Kommunalwahlen in England und Wales
Browns „schwarzer Freitag“

Durch London zogen Hippies und die Beatles führten die Hitparaden an, als die Labour-Partei das letzte Mal derartig schlapp aussah wie heute. Der Schuldige für das schlechteste Abschneiden der Regierungspartei bei Wahlen seit rund 40 Jahren stand für die Medien und so manchen Labour-Abgeordneten rasch fest.

HB LONDON. Der Schuldige war Premierminister Gordon Brown. Am „schwarzen Freitag“ seiner Politiker-Laufbahn erklärte der glücklose Nachfolger von Tony Blair geknickt: „Mir ist klar, dass dies eine enttäuschende Nacht war, eine wirklich schlechte Nacht für Labour.“

Ob Brown die offenkundige Krise seiner Partei politisch überlebt, wird nun heftig diskutiert. „Die wichtigste Frage für unsere Zukunft lautet doch: Wie lange noch mit Gordon?“, sagt ein Labour- Abgeordneter aus Liverpool. „Die Partei ist in Aufruhr.“ Schockierend ist für Labour-Anhänger nicht nur, dass die Partei mit einem Stimmenanteil von ganzen 24 Prozent sogar einen Punkt hinter den Liberaldemokraten und 20 Prozentpunkte hinter der Konservativen Partei als nur noch drittstärkste politische Kraft vor sich hintrudelt.

Als beunruhigend gilt auch, dass die Tories unter ihrem dynamisch wirkenden Vorsitzenden David Cameron (41) in etlichen traditionellen Labour-Hochburgen in England und Wales die Macht erobert haben.

Vergeblich mühte sich Fraktionschef Geoff Hoon, seine Partei auf die offizielle Linie zu bringen, wonach Ergebnisse von Kommunalwahlen nicht wirklich Rückschlüsse auf allgemeine Wahlen erlauben.

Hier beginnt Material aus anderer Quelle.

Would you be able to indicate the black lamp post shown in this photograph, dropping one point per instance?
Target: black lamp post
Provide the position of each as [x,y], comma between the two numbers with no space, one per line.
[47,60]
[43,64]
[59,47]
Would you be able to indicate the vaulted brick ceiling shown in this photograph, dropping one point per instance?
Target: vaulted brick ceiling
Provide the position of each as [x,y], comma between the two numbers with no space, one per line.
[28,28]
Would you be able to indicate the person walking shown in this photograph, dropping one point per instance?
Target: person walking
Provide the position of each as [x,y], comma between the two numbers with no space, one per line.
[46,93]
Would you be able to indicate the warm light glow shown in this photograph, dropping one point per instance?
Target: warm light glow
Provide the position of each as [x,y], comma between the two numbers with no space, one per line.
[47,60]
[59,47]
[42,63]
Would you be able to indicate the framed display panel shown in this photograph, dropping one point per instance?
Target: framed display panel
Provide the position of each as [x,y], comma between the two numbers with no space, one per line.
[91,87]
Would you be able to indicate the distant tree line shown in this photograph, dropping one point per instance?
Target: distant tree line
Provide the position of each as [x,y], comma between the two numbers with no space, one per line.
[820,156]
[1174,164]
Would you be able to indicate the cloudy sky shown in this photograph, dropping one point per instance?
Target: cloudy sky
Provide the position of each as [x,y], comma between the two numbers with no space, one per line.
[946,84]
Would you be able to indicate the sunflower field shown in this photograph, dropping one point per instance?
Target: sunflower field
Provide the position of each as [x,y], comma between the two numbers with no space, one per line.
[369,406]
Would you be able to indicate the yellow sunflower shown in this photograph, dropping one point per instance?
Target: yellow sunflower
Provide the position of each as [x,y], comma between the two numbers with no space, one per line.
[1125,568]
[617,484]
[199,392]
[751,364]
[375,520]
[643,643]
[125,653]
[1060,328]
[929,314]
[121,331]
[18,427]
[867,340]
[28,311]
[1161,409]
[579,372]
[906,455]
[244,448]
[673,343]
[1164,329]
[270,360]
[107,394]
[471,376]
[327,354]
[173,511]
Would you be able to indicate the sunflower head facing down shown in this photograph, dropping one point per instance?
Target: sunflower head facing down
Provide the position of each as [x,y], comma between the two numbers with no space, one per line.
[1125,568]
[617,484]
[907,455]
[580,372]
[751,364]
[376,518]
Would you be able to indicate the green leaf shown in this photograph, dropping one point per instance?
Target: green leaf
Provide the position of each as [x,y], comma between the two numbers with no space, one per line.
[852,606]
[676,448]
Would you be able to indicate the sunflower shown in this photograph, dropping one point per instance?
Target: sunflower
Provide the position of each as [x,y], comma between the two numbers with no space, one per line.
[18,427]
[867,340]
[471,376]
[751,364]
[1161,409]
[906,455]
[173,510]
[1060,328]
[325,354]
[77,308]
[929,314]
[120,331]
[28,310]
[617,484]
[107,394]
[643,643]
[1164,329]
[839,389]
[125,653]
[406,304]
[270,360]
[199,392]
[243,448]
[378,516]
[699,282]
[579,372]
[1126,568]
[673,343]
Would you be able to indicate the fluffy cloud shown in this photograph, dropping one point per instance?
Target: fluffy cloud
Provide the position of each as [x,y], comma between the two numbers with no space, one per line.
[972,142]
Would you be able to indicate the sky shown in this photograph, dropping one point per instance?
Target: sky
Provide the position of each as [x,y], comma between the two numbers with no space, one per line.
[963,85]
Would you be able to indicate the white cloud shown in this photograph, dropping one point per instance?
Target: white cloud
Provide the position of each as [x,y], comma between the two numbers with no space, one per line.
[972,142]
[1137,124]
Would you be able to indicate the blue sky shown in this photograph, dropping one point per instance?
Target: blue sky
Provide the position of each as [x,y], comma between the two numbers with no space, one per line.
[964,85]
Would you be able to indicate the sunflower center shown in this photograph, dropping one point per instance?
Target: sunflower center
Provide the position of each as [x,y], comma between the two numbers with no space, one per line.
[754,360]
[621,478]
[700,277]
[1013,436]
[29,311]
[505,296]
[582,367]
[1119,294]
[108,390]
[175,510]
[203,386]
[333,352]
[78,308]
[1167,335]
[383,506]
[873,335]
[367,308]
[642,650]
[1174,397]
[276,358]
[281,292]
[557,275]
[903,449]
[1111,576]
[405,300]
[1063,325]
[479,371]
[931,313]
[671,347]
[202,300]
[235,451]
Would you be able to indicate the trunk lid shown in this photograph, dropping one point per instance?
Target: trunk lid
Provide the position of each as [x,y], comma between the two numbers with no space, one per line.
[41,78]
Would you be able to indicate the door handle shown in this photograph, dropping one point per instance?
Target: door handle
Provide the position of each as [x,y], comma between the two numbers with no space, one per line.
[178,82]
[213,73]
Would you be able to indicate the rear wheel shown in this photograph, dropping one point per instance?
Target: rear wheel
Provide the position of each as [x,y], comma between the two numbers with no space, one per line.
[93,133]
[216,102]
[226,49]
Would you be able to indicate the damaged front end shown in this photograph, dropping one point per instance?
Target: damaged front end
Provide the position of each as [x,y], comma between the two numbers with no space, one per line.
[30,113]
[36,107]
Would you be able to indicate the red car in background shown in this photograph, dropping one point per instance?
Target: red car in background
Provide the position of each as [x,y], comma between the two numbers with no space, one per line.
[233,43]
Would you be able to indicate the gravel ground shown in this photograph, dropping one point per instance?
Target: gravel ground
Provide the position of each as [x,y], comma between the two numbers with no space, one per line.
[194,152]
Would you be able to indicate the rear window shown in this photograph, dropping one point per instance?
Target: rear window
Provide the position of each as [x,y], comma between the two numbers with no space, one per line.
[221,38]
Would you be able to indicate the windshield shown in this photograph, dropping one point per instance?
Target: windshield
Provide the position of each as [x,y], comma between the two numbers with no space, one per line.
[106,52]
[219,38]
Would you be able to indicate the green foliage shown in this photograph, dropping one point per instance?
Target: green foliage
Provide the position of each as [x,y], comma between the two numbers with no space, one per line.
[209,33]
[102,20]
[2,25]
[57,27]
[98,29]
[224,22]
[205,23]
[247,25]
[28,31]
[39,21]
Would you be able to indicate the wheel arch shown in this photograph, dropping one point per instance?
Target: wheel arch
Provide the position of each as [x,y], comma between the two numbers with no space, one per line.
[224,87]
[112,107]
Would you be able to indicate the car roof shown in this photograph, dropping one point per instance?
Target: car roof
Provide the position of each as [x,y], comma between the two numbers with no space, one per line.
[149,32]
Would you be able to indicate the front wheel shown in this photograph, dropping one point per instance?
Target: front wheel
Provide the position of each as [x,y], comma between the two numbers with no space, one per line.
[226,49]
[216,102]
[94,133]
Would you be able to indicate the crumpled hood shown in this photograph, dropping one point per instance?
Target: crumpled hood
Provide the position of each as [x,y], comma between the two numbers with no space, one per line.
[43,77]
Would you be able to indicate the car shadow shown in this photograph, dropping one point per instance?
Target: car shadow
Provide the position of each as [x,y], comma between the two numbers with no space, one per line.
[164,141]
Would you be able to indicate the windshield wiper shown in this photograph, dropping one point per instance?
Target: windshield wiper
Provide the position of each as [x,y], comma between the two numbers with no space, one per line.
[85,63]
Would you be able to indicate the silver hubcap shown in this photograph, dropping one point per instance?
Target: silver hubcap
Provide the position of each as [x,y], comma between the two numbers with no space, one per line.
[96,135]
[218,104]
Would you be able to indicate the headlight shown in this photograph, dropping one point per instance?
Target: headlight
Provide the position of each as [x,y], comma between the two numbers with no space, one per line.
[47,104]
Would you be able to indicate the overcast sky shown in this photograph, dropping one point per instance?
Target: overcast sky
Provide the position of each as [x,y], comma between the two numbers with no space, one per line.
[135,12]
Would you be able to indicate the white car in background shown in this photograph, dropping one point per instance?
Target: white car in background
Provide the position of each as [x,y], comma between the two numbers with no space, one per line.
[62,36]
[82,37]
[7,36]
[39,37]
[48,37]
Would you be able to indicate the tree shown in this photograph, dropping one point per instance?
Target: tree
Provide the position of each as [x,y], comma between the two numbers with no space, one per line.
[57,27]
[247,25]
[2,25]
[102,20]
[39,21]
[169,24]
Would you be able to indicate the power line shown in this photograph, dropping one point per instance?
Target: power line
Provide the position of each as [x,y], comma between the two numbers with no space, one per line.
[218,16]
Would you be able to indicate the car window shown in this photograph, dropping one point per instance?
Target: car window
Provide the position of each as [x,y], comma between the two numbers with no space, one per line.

Ungerührt bemühten die Analysten der BBC ihre Rechner, um die Resultate zu „übersetzen“: Danach würde Browns Partei bei allgemeinen Wahlen die Stimmenmehrheit im Unterhaus so dramatisch einbüßen, dass die Tories eine Mehrheit von 138 Mandaten bekämen und den Premierminister stellen würden.

Freilich stehen nationale Wahlen nicht vor der Tür. Gordon Brown, der im Juni 2007 seine Ämter als Parteichef und Premierminister von dem durch eine innerparteiliche Revolte aus dem Amt gedrängten Blair quasi geerbt hatte, kann sich mit der Ansetzung der Wahlen zum Unterhaus Zeit lassen bis Anfang 2010. Doch politische Beobachter rechnen nicht damit, dass sich die Popularität des dröge und mittlerweile verbittert wirkenden Schotten bis dahin steigern lässt.

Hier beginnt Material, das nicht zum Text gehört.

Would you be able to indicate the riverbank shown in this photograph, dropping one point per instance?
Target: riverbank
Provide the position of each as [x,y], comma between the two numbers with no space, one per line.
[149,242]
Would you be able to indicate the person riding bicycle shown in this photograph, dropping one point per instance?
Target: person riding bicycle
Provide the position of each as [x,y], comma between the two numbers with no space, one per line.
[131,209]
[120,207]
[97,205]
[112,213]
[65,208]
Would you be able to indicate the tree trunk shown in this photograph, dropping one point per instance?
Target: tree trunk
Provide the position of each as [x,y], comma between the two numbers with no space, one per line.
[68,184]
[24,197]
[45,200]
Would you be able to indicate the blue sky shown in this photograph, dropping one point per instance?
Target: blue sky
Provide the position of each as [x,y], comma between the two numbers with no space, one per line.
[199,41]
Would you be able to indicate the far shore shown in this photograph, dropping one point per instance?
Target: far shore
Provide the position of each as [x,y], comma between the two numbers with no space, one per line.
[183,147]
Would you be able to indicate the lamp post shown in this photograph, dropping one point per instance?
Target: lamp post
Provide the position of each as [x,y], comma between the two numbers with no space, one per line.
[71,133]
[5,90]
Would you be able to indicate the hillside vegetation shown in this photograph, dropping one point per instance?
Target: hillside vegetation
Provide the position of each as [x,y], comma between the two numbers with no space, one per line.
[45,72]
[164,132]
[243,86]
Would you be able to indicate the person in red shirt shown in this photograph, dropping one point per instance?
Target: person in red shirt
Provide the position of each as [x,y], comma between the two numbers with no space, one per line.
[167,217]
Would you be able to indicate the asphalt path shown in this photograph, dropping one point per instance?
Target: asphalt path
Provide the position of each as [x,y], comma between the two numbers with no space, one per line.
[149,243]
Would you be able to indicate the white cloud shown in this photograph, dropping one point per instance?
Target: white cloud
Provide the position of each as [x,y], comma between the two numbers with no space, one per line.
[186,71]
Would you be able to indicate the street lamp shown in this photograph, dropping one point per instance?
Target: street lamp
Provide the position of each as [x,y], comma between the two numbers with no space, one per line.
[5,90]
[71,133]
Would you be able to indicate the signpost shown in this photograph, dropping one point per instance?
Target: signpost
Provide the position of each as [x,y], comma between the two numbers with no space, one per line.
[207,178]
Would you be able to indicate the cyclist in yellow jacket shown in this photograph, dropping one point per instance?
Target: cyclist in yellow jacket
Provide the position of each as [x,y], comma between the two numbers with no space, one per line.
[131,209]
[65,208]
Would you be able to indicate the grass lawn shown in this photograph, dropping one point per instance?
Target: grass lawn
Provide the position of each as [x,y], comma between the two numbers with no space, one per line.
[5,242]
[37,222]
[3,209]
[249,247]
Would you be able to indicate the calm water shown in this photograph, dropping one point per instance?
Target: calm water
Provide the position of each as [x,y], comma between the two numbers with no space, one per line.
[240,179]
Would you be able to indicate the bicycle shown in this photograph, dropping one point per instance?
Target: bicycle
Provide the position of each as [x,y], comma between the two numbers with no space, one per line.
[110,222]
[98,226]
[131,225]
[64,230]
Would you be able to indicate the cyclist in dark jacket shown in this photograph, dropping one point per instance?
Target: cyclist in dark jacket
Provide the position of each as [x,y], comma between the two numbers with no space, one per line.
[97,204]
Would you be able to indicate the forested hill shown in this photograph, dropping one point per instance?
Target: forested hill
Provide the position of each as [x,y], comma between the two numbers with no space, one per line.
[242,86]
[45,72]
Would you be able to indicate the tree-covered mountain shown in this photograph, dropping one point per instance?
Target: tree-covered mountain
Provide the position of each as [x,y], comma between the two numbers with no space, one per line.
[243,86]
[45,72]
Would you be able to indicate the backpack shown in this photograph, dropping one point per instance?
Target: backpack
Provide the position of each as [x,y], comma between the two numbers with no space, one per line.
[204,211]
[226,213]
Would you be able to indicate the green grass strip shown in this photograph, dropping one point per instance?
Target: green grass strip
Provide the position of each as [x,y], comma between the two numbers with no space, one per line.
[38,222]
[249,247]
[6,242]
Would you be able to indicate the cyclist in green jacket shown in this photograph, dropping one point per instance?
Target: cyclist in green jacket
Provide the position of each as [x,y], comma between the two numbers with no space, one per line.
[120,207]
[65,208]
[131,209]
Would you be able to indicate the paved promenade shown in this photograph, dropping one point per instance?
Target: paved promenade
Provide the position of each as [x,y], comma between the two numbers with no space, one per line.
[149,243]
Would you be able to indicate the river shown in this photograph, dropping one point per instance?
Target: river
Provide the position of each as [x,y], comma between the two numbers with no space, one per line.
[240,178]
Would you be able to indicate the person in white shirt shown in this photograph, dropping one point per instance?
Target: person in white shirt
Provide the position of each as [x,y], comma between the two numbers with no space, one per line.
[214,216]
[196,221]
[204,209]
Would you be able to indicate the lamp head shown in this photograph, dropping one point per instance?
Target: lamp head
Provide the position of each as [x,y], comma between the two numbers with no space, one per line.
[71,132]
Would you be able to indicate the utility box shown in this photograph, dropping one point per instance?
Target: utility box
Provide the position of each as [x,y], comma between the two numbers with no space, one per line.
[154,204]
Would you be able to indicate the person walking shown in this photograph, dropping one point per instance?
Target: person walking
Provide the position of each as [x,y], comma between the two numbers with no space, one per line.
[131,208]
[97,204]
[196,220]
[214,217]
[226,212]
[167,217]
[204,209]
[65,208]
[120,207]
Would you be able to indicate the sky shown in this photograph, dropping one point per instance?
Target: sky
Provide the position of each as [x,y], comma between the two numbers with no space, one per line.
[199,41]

Zwar betonte Brown (57), er wolle seine „Lektion lernen“, dem Volk „zuhören“ und „dann nach vorn schreiten“. Doch der Ex-Kanzler dürfte ebensogut wie die Börsenexperten im Londoner Finanzdistrikt wissen, dass auch die britische Wirtschaft angesichts einer drohenden Rezession kaum Beiträge zur Verbesserung der Stimmung beim Wahlvolk leisten kann.

Dass Brown sich in einer solchen Situation kurz vor den Kommunalwahlen durch das Ansinnen, Steuererleichterungen für Gering- und Normalverdiener zu streichen, unbeliebt machte, konnten selbst seine loyalsten Unterstützer nicht fassen.

Zwar gab der als dickköpfig geltende Premier die Pläne auf, doch offenbar viel zu spät. Ungeachtet dessen sei der finanzpolitisch erfahrene Brown der richtige Mann, um das britische Königreich sicher durch die Wirtschaftskrise zu bringen, betonte seine Stellvertreterin an der Labour-Spitze, Harriet Harman. Doch an der Parteibasis wird das längst anders gesehen. „Die Leute haben uns die Tür vor der Nase zugeknallt, sobald sie merkten, dass wir Browns Leute sind“, erzählte ein Labour-Wahlkämpfer.

Cameron hingegen, den manche Tory-Veteranen anfangs als „Leichtgewicht“ abgetan hatten, scheint in den Wolken zu schweben. Die Labour-Niederlage sei ein „eindeutiges Votum des Vertrauens“ für die Konservativen gewesen, sagte er. Bei den Tories wird die Lage nun gern mit jener im Jahr 1995 verglichen.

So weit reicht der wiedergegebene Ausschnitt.